Бардак был везде. Всегда. Костя даже у меня в квартире за одну ночь успевал нарушить мой порядок. И это была одна из причин, по которой я не могла жить вместе с ним в одном доме. Я люблю чистоту и порядок. Каждая вещь должна стоять на своем месте. Хотя моя дочь не унаследовала мою страсть к порядку. У нее в комнате на полу всегда лежит большая куча одежды, в которой обожают валяться коты. Я в это не лезу. Это ее комната. Может в ней делать все, что хочет. Я туда не захожу и уж тем более не копаюсь в ее вещах. У каждого человека должно быть свое личное пространство и свои тайны. Но я требую, чтобы дочь не устраивала бардак в кухне и коридоре – и она выполняет мои требования. Все кастрюли и сковородки ставит на место. И даже по собственной инициативе иногда моет пол в кухне и коридоре. Я всегда ее за это очень хвалю.

А мне приходилось убираться после каждой Костиной ночевки у меня. Зубная паста вываливалась в раковину всегда, хоть один «плевок» – и Косте не приходило в голову ее смыть. У Кости в квартире таких следов ежедневно набирался добрый десяток. Еще всегда оставались следы крема для бритья. В ванной всегда лежала расческа с волосами. По всей квартире стояли пепельницы с окурками (у себя я отправляла его курить на балкон). И Костя мог что угодно превратить в пепельницу. Еще стояли грязные стаканы и чашки, которые Костя вызывал мыть узбечку, когда они заканчивались. Круглые следы можно было обнаружить в самых неожиданных местах. Как и одежду.

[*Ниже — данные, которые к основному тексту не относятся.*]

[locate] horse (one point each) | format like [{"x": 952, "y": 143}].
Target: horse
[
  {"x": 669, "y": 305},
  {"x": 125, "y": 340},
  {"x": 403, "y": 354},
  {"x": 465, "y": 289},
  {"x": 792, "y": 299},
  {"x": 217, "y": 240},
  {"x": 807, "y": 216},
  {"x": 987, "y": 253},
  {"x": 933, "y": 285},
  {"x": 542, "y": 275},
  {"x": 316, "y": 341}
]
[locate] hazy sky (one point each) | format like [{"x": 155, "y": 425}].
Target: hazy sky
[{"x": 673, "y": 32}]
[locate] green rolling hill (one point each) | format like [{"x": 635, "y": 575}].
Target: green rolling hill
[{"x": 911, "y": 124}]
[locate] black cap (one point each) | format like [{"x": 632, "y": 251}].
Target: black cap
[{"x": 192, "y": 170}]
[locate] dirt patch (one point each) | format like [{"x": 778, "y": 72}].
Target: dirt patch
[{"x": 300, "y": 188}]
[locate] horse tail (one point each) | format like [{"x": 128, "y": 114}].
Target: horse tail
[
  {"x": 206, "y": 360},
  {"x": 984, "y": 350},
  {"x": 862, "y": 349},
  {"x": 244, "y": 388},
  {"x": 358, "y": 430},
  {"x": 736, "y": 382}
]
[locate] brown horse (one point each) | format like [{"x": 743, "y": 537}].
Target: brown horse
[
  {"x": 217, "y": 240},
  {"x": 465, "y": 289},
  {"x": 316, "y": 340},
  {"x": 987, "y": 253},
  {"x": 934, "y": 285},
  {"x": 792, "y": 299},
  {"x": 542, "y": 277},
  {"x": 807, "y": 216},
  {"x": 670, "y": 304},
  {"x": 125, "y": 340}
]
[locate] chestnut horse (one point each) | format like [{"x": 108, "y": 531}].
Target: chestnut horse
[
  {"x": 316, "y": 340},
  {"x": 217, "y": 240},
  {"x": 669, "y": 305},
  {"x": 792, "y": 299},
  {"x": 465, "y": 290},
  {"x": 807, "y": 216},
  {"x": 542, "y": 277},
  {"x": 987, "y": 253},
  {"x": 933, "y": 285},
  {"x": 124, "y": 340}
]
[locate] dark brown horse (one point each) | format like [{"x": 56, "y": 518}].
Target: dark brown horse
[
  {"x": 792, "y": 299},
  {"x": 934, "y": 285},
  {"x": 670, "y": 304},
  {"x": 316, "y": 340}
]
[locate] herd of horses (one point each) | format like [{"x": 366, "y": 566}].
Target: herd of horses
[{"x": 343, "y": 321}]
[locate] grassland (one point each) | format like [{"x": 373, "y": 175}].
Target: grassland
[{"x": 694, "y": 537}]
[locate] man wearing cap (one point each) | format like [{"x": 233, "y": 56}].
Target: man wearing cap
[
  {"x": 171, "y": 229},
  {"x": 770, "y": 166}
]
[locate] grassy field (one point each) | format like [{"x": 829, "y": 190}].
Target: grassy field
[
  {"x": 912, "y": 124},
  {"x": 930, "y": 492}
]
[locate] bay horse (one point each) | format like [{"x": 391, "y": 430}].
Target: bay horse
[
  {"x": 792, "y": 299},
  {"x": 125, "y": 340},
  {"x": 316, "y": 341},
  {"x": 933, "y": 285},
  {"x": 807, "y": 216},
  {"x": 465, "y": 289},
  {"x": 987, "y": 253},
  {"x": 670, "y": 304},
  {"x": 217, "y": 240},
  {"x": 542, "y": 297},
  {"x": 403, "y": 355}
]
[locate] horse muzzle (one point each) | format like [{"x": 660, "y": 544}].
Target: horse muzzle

Однажды я прочитала в одном женском журнале, что чем богаче становится мужчина, тем более чистым становится окружающее его пространство. Конечно, в этом обычно участвуют домработницы или жены, но богатого мужчину, как говорилось в журнале, начинает раздражать беспорядок – разбросанные вещи, следы помады, зубной пасты, пусть даже он сам в молодости жил в подобии портовой ночлежки. Костю бардак не раздражал никогда, и чистота окружающего пространства не входила в список его жизненных целей. Хотя сам он обожал плескаться в душе, с друзьями пару раз в неделю ходил в баню, одежду носил чистую. Он мог бы договориться с той же узбечкой, чтобы приходила каждый день, мыла посуду каждый день, а не когда чистая заканчивается, но не хотел. Он может себе позволить десять домработниц, но его раздражает, когда кто-то прикасается к его вещам, которые участвуют в процессе творчества. Посуда не участвует! – говорила я. Костя объяснил мне, что я не права. Вот стоял он с сигаретой у открытого окна, стряхивал пепел в подаренный на Урале малахитовый кубок, вдыхал запах сирени, и у него в голове звучала музыка. Потом его что-то отвлекло. Чтобы снова услышать ту же музыку, ему нужно вернуться в то же место, в то же окружение. Ничего не должно быть сдвинуто, ничего не должно быть вымыто. Я закатывала глаза.